Sabtu, 19 Januari 2013

Ada apa sajakah dalam cinta itu?



            Dalam cinta terdapat beberapa unsur yang menyusunnya. Ibnu Qayyim Al jauziyyah  menyampaikannya secara gamblang dalam kitabnya jawaabul kafii. Unsur yang dimaksud itu adalah cinta selalu meninggalkan bekas dalam hati, cinta selalu memiliki implikasi, cinta selalu memiliki ketergantungan, dan cinta pun memiliki hukum atau aturan. Semua unsur itu bisa terpuji ataupun tercela, bisa bermanfaat atau pun malah menimbulkan mudharat karena bisa berupa rasa, kenikmatan merasakan rasa itu, bisa juga berupa rasa rindu, dan merasa nyaman ketika berada dengan sesuatu yang kita cintai, merasa begitu ingin bertemu ketika yang kita cintai jauh dari kita, Terkadang ada rasa ingin berpaling dan pergi, suka cita dan kesenangan atau malah duka cita dan rasa merana. Inilah unsur yang menyusun cinta yang mungkin semuanya sudah pernah kita alami karena tendensinya tentang cinta pada selain Allah yang menjadikan kebanyakan orang begitu gandrung untuk membahasnya.

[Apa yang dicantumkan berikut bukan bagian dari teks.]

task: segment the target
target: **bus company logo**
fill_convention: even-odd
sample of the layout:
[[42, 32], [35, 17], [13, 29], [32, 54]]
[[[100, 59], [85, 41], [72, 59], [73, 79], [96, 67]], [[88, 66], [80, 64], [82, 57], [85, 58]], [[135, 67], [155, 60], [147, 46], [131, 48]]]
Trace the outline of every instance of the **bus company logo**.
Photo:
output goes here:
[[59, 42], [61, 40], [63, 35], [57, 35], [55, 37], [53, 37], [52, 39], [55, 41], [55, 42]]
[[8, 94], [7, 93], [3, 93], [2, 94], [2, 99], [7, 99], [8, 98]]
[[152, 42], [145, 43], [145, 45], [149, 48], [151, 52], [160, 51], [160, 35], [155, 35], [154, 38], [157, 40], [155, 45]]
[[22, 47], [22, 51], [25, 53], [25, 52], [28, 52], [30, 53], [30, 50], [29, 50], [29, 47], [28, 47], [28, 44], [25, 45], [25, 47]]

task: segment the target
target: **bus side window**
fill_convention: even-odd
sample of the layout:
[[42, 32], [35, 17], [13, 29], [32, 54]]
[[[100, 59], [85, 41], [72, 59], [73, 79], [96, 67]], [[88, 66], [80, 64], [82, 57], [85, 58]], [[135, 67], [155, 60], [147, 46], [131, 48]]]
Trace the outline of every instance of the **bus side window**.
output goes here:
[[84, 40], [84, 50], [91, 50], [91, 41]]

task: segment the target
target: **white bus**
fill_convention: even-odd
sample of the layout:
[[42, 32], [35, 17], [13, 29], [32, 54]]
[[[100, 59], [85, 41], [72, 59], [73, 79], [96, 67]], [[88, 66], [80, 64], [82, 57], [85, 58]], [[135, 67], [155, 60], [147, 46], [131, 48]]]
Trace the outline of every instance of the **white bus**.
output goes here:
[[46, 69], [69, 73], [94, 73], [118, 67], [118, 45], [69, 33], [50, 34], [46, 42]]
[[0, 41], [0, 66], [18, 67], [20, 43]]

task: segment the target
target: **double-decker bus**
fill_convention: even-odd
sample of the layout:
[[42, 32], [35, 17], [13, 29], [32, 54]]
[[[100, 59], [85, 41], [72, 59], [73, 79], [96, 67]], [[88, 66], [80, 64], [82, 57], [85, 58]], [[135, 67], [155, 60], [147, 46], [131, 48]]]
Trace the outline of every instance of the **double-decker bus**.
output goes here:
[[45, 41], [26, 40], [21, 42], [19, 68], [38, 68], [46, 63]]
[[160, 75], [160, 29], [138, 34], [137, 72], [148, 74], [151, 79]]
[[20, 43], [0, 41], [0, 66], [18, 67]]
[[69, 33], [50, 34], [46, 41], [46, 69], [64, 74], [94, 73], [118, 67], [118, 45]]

            Lebih jauh Ibnu Qayyim mengatakan bahwa Cinta yang terpuji adalah cinta yang bermanfaat yang dapat membawa Sang Pecinta kepada sesuatu yang bermanfaat baginya didunia dan akhirat. Maka dari itu kita jangan sampai salah dalam menitipkan cinta kita. Titipkanlah cinta kita pada pribadi yang pantas yang dapat bekerja sama dengan kita dalam meraih kebahagiaan didunia hari ini maupun kelak diakhirat. Misalnya saja cinta kepada Allah yang didasari oleh fondasi ketauhidan yang kuat sehingga sampai mendarah daging dan tercipta kegandrungan hati dalam mencintai Allah. Atau pun dalam memilih pasangan hidup, ikhtiar mutlak harus kita lakukan agar tidak terjadi ketimpangan dalam hidup kita. Kita harus berhati-hati dalam menjatuhkan pilihan siapakah yang berhak menerima cinta kita. Cinta inilah yang menjadi indikasi kebahagiaan seseorang.

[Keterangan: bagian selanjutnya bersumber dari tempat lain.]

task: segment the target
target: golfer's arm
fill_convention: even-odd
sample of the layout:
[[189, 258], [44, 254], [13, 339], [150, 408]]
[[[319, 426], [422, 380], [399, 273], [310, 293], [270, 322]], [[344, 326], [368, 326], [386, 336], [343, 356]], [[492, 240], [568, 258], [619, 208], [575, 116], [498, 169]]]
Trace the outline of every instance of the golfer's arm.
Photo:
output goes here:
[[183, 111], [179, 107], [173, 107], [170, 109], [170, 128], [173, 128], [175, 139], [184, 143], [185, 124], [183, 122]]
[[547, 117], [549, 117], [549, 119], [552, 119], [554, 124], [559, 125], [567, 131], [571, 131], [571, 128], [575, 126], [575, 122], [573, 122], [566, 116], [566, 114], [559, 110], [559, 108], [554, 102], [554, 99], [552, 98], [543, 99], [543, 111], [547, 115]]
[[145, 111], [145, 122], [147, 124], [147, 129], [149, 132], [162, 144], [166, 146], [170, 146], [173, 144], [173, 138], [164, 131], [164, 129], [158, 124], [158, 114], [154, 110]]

            Cinta yang tercela adalah cinta yang membawa Sang pecinta kepada kemudharatan didunia dan diakhirat. Cinta kepada dunia adalah salah satu darinya, cinta ini merusak cinta kita kepada Allah yang sejatinya merupakan fitrah kita sebagai manusia sejati. Untuk apa kita terjerumus dalam cinta yang hina ini jika toh akhirnya dapat merusak fitrah kita. Contoh lainnya semisal kegandrungan dalam mencintai lawan jenis pun dapat merusak cinta kita pada Allah karena hati kita yang sempit itu didukuki oleh sesuatu yang seharusnya tidak berada disitu. Cinta seperti ini menciptakan kebingungan yang luar biasa pada Sang Pecinta dalam menjalaninya dan kesengsaraan setelah menjalaninya, maka tidak usahlah kita mencoba-coba cinta yang ini karena Cinta ini adalah indikasi celakanya Sang Pecinta.

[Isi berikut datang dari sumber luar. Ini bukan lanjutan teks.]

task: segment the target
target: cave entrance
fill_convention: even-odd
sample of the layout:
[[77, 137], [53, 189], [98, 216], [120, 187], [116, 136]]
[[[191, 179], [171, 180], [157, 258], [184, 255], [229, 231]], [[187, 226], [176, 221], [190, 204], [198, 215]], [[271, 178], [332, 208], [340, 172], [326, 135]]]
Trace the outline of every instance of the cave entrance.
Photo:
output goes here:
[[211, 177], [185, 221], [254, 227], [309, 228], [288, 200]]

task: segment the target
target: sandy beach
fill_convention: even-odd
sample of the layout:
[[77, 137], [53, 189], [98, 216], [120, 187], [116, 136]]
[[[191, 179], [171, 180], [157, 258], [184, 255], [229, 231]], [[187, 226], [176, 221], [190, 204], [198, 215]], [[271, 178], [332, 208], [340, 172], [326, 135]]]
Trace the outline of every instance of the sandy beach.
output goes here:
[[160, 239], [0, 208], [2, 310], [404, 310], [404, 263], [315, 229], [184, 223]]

            Tentunya orang yang masih mengaku dirinya waras tidak akan memilih cinta yang akan membuatnya masuk dalam lembah kesengsaraan. Disinilah dibutuhkan kejernihan hati dan pikiran serta ketenangan jiwa untuk melawan hawa nafsu yang senantiasa menarik kita pada cinta yang hina ini. Jangan sampai logika dan hati terseret nafsu berkepanjangan sehingga tentara logika dihancurkan oleh tentara nafsu, sebab Motif yang mendasari cinta ini jika tidak I’tiqad yang buruk adalah hawa nafsu yang tercela. Maka dari itu sejatinya setiap manusia harus memiliki Manajemen Cinta dan Manajemen Hati yang baik.
            Uraian diatas menyampaikan kepada kita bahwa Implikasi setiap Cinta bergantung kepada pada siapakah kita menitipkan dan mengejawantahkan cinta kita ini. Jika kita mencurahkan cinta kita kepada sesuatu yang rapuh maka yang terjadi adalah akibat-akibat yang akan membawa kemudharatan kepada kita dan begitu pun sebaliknya jika kita mencurahkan cinta kita kepada sesuatu yang kuat dan kekal maka kemanfaatan dari segenap penjuru akan menghampiri kita.